What is happening is that SQL is becoming more popular but over the top of NoSQL systems e.g. HDFS, Cassandra.


Which is pretty nice... beyond the language of SQL, relational databases that support full ACID compliance are important for a lot of scenarios. Usually you have to sacrifice a portion of that in order to scale horizontally, or when a single system can no longer keep up.

There's been enormous progress in database reasoning the past decade or so, as more companies have needed to reach the scale of Facebook, Twitter, Google, Amazon and others... Not every instance needs that level of scale, but many businesses are also trying to reach very high levels of availability, which is an issue with similar solutions.


Why are the concepts of a query language different than SQL, loose typing, flexible schemas, horizontal scalability, and a lack of joins all conflated as being the same thing- "nosql".


To me, a major important thing about NoSql is the predictable behavior (because all queries are simple and there is no "query optimizer").

If I could ensure SQL never using index/table scans and make it fail without proper indexes it would be a major help.


How not having a query optimizer makes queries more predictable? It makes them slower for sure, but not more predictable.
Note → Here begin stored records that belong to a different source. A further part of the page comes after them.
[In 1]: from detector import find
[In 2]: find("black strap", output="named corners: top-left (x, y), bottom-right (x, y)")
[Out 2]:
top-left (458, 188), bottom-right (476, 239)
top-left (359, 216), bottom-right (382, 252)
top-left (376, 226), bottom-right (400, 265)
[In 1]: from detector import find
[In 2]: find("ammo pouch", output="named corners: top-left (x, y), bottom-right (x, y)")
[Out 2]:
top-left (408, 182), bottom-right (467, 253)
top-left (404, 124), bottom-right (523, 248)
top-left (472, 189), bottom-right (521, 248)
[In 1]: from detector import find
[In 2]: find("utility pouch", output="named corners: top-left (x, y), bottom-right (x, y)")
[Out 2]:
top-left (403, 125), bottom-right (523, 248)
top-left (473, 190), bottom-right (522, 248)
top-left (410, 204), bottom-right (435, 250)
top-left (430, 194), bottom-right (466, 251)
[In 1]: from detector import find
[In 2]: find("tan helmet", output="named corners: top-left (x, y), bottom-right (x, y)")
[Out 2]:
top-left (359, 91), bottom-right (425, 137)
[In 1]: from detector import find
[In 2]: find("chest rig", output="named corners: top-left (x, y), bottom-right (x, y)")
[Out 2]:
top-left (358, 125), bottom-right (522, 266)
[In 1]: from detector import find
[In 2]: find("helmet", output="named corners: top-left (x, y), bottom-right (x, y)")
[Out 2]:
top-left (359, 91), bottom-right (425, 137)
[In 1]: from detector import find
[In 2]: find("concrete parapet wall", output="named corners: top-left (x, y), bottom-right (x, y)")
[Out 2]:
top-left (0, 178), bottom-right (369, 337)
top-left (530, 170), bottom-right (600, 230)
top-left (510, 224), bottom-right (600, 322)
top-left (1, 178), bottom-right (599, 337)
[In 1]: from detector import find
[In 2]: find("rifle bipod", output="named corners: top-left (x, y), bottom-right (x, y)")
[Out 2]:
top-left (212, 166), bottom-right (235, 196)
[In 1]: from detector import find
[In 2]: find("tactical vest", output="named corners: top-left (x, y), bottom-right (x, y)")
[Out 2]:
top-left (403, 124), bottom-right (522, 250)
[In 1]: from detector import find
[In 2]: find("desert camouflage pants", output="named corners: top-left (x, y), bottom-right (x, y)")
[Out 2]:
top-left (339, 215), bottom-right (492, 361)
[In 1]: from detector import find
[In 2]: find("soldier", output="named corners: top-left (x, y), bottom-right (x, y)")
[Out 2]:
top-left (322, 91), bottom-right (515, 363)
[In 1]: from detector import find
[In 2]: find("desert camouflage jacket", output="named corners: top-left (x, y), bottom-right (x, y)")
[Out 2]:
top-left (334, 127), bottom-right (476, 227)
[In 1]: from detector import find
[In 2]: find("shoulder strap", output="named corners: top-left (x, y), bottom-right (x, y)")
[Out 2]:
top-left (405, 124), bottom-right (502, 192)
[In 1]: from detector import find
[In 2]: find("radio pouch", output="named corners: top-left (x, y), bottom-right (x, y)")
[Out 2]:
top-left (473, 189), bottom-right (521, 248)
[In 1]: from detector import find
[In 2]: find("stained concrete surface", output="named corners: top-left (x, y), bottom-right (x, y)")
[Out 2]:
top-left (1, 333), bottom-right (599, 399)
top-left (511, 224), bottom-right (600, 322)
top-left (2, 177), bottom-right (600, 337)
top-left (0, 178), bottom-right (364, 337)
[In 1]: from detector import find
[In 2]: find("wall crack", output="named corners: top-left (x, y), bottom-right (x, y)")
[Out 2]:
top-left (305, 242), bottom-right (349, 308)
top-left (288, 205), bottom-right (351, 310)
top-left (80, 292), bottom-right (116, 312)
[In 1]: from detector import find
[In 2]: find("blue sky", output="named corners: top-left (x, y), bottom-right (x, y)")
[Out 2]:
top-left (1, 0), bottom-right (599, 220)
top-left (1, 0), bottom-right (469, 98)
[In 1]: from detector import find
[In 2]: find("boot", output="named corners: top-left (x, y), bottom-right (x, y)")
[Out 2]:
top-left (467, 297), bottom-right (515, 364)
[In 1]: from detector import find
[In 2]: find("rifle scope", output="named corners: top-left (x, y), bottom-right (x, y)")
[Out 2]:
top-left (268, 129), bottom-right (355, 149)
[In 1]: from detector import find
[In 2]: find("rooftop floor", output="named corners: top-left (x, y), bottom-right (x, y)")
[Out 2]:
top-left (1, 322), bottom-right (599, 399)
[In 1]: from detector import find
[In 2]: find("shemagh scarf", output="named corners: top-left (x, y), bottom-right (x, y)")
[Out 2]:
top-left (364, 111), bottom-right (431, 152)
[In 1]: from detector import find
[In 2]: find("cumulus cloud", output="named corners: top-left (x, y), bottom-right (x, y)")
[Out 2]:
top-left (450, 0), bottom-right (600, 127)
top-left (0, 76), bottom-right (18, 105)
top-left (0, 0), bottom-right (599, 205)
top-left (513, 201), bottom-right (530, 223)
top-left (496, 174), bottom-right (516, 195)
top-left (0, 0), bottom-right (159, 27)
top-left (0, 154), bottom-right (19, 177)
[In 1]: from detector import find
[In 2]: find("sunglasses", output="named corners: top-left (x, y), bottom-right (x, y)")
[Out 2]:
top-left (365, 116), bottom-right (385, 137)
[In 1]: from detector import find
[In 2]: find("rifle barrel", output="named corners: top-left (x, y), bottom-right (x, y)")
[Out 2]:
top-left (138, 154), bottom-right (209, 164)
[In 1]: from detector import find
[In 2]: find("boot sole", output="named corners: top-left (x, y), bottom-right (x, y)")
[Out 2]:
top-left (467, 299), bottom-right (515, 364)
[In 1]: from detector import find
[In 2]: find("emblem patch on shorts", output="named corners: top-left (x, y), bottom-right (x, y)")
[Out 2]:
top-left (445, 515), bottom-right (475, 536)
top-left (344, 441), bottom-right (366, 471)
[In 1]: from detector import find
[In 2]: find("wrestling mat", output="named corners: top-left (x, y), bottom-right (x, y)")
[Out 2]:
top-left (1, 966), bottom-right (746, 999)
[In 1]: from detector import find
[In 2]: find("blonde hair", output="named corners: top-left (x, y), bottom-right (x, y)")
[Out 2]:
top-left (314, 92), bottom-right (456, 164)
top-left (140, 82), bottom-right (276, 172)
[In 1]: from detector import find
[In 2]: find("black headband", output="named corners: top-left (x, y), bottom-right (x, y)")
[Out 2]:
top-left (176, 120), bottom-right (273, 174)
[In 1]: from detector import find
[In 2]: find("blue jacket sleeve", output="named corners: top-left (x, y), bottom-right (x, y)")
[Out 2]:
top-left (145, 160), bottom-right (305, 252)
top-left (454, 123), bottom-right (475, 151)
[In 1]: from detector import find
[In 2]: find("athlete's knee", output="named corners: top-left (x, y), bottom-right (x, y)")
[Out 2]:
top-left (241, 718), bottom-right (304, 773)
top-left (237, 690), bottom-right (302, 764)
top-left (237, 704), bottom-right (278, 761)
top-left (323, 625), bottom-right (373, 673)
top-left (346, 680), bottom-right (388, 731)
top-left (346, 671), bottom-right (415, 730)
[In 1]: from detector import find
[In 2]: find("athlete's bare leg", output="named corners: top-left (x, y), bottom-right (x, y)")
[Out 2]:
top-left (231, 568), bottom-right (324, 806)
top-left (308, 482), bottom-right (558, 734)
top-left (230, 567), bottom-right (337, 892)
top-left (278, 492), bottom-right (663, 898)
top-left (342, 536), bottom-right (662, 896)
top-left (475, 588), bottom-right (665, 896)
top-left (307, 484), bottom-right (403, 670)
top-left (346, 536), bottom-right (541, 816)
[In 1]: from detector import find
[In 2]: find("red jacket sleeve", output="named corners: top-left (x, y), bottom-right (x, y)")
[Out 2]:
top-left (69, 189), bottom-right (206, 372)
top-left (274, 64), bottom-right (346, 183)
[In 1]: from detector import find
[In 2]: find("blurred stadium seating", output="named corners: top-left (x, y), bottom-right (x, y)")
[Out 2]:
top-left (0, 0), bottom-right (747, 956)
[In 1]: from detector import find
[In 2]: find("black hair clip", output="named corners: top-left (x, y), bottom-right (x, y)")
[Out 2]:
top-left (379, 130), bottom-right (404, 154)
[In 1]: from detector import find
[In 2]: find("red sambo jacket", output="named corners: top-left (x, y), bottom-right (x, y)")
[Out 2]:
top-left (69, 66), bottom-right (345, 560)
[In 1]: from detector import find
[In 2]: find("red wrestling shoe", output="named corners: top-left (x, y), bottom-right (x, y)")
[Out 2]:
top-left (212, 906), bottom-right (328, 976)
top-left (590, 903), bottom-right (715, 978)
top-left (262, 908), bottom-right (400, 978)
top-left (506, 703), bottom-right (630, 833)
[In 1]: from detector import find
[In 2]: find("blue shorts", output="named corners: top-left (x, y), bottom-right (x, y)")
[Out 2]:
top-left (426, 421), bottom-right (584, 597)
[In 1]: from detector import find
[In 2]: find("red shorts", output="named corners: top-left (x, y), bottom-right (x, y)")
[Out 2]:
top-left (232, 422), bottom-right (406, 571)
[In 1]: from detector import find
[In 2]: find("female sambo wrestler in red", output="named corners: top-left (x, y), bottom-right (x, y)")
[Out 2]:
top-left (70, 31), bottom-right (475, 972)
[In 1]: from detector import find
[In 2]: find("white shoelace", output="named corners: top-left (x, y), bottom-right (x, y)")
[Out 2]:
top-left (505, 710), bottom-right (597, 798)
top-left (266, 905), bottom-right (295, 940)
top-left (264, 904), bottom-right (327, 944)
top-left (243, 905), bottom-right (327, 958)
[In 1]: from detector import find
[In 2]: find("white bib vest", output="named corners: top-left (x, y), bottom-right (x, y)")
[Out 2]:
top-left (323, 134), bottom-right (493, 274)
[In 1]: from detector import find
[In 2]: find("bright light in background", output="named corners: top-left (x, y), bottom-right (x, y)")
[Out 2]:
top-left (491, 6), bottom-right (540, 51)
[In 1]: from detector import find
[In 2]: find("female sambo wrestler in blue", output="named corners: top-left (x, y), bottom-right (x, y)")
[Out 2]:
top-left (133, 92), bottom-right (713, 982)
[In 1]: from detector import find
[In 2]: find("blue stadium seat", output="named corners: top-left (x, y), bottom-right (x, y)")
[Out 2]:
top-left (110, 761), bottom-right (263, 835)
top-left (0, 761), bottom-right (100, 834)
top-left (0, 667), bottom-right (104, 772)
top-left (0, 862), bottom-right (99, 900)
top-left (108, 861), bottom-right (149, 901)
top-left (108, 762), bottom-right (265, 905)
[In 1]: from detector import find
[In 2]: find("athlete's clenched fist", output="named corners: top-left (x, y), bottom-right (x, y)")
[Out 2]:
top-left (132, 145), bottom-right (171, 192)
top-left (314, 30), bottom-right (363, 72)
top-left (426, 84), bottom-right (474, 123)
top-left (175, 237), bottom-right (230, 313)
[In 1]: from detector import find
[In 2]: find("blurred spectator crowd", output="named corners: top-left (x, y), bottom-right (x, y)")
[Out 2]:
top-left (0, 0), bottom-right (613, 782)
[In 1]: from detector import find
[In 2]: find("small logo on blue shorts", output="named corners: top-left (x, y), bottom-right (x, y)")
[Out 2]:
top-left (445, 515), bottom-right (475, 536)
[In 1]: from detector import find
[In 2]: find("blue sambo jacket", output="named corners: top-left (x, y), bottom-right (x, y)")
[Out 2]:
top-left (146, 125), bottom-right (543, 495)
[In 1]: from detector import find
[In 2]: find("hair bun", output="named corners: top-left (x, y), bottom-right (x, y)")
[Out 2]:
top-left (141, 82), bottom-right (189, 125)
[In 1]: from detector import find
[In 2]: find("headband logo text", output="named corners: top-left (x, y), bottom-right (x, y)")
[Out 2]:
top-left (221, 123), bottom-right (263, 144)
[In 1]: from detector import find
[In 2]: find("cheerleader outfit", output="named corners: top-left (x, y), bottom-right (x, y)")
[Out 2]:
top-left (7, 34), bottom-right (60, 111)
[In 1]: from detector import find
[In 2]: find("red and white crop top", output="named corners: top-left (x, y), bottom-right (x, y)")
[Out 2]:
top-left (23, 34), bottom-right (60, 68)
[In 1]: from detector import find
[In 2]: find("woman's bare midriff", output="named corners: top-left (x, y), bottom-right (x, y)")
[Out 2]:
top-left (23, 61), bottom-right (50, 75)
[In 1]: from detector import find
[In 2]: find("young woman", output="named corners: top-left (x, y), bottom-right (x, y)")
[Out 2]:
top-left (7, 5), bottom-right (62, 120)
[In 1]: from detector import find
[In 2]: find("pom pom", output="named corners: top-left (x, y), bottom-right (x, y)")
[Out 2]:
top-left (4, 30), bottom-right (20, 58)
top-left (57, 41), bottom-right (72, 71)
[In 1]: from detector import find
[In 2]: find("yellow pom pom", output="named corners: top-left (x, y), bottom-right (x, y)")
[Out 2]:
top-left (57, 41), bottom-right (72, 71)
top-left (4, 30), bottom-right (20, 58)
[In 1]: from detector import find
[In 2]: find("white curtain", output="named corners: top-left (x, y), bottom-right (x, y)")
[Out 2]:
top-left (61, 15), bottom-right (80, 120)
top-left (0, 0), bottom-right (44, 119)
Indeed, I find NoSQL very unpredictable. When your query hits and index, the query goes well. When not, you usually end up doing a whole database scan. Plus you usually cannot use more than one index for a given query, and some NoSQL require an index just for ordering....


I want my queries to always behave the same and fail without an index.

(you can't have a reliable system with random behavior where system drops to table scans when statistics are incomplete or something)

And yes, ordering requires an index.


I understand you want to be in "control" of how exactly a query is beeing executed (what indices it uses). There is a lot to be said about query optimization but it is not "random". My guess is that most queries can be optimized automatically and it shows that sometimes indices are not even needed (see https://robots.thoughtbot.com/why-postgres-wont-always-use-a...) whereas the "manual" approach would always use an index.

In PostgreSQL if you want to know what indices are used by a query, just ask the system using an EXPLAIN ANALYZE query and if it does not use any indices, create them (or live with the performance).

Also there are "Index-only scans" which I do not know much about but may well fit your approach: https://wiki.postgresql.org/wiki/Index-only_scans

So to summarize: automatic index selection is not random and slow queries can be identified pretty easy.


> I want my queries to always behave the same and fail without an index.

So I take it you are not using any kind of cache in your memory hierarchy?


This exactly where I observe MSSQL dropping to table scans too soon. If indexes are cached (or when using a ssd), they will be much faster for many many records than a table scan (which will always require disk access in a realistic scenario).

I agree that table scan will be faster if I need a large percentage of the table (more than can be cached).


There are many queries for which using an index is a worse query plan than running them with it. Indexes are not silver-bullet.

Plus having queries to fail if not use an index... seems worse than just having slower (if that would be the case) queries.


I do think it matters where and how you store your data, but I really like how he puts it simple, is not a battle between to opposing sides, simply there is a need for a data store that is not that structured, it is much simplier to prototype and achieve an mvp with a NoSQL Storage, but once you are in the real world you need to provide some type of guarantee to your users, in terms of data integrity.

In my opinion everybody needs to understand the differences and use each when it is the most convenient, use the best tool for the right job.

But maybe we will start to see some type of mixup between this two systems, because as he mentions in the article, OpenSource is driving the future of the databases, and due to this, the databases of the future would be more dynamic and more synchronized to the needs of the developer.


It doesn't matter where you store your data, as long as you always remember that the data you store is the value of your enterprise.